Review of Freeway

Freeway (1996)
7/10
Well acted, but a cruel and nasty rewrite of Little Red Riding Hood
5 November 2005
A very disadvantaged teenager (Reese Witherspoon) is about to get taken in to care so decides to make a run for grannies house. Clearly and explicitly a rewrite of Little Red Riding Hood although it has more to do with Natural Born Killers or Pulp Fiction than anything read to small children.

There are movies in America that seem to take the view that killing is not killing, guns are not guns and death is death. This a perfect example. While set in the "real world" so much bad happens with such regularity that you know that you are living in pulp fiction (small case) city.

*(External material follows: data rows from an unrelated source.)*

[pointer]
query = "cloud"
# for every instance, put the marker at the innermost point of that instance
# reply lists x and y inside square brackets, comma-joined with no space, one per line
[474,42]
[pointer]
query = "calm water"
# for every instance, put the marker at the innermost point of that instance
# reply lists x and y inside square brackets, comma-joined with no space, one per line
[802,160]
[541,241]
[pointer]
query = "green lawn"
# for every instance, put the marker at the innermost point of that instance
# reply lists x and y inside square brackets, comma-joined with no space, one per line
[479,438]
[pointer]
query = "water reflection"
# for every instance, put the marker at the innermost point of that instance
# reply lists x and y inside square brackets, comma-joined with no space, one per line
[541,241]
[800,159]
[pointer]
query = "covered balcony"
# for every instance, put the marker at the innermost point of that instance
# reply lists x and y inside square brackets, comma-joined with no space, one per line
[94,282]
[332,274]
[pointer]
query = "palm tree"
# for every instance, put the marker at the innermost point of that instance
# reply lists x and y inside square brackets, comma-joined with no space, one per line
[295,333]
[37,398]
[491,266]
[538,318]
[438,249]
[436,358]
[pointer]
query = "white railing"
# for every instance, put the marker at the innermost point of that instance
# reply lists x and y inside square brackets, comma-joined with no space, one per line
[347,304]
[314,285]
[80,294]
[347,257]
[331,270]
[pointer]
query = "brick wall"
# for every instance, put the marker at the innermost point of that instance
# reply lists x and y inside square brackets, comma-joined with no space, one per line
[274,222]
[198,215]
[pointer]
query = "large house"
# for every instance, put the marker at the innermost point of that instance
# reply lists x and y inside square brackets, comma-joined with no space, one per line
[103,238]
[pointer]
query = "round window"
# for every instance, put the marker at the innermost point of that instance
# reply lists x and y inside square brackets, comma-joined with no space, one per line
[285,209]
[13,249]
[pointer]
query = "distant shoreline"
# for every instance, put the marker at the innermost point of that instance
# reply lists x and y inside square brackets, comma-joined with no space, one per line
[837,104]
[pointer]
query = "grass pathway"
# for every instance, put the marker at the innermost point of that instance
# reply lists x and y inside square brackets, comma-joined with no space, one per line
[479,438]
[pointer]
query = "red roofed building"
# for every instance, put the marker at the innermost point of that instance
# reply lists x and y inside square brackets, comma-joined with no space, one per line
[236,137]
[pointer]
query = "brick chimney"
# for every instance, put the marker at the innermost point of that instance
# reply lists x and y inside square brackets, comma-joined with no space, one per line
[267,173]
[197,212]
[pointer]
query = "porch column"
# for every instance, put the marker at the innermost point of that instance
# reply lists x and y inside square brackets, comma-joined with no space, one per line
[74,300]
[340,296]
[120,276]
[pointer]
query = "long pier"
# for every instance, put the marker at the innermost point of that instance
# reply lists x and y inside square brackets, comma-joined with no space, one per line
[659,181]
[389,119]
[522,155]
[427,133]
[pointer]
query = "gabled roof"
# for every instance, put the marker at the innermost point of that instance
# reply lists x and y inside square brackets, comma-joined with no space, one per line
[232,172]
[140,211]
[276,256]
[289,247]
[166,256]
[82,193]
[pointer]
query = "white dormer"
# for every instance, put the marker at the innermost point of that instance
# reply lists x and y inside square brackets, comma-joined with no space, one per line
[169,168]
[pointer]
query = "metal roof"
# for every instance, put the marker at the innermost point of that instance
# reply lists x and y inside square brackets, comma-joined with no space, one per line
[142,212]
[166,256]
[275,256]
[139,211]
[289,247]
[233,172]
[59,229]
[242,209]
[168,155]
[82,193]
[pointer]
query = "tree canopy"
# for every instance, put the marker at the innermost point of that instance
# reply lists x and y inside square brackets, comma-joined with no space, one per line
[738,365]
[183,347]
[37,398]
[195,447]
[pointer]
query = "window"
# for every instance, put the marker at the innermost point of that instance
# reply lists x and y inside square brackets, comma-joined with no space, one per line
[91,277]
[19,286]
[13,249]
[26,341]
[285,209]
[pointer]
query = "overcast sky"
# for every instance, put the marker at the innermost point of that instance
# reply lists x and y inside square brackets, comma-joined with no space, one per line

Indeed the over-the-top regularity of bad things happening leads many to read this as a black comedy. This is surely a mistake as black comedy comes from irony or the unknowing. One human being shooting another (very much wishing them to be dead) is not black comedy.

While many bad things happen, the movie isn't clever enough to only let bad things happen to those that really deserve it. Many lines/scenes seem to designed to shock and titillate - including child sex or at least descriptions of it.

Like Tarantino director Matthew Bright forgets that less is sometimes more, and the threat of stepping over the line can be as dramatic as actually doing so. Sadly the director/writer Matthew Bright thinks that the drama only occurs if threat is then turned in to action.

Although it does know a thing about having your cake and eating it to. Especially in the scenes between the fleeing Witherspoon and the creepy Kieifer Sutherland.

What prevents this film from falling apart totally is the acting. Witherspoon is a total revelation in the lead role in that we normally see her as a sweet girl. Here her tiny face and pout are much more deadly -- indeed what we have here is bordering on the psychopathic.

While many might read my comments as indicating that I didn't like the film it has its black charms and is very watchable. It is actually a product of what I call "the new wild west" -- movies in which characters crash about the place doing whatever they like and march to the beat of their own drum.

Funny to some -- on a movie screen -- they are never funny in real life.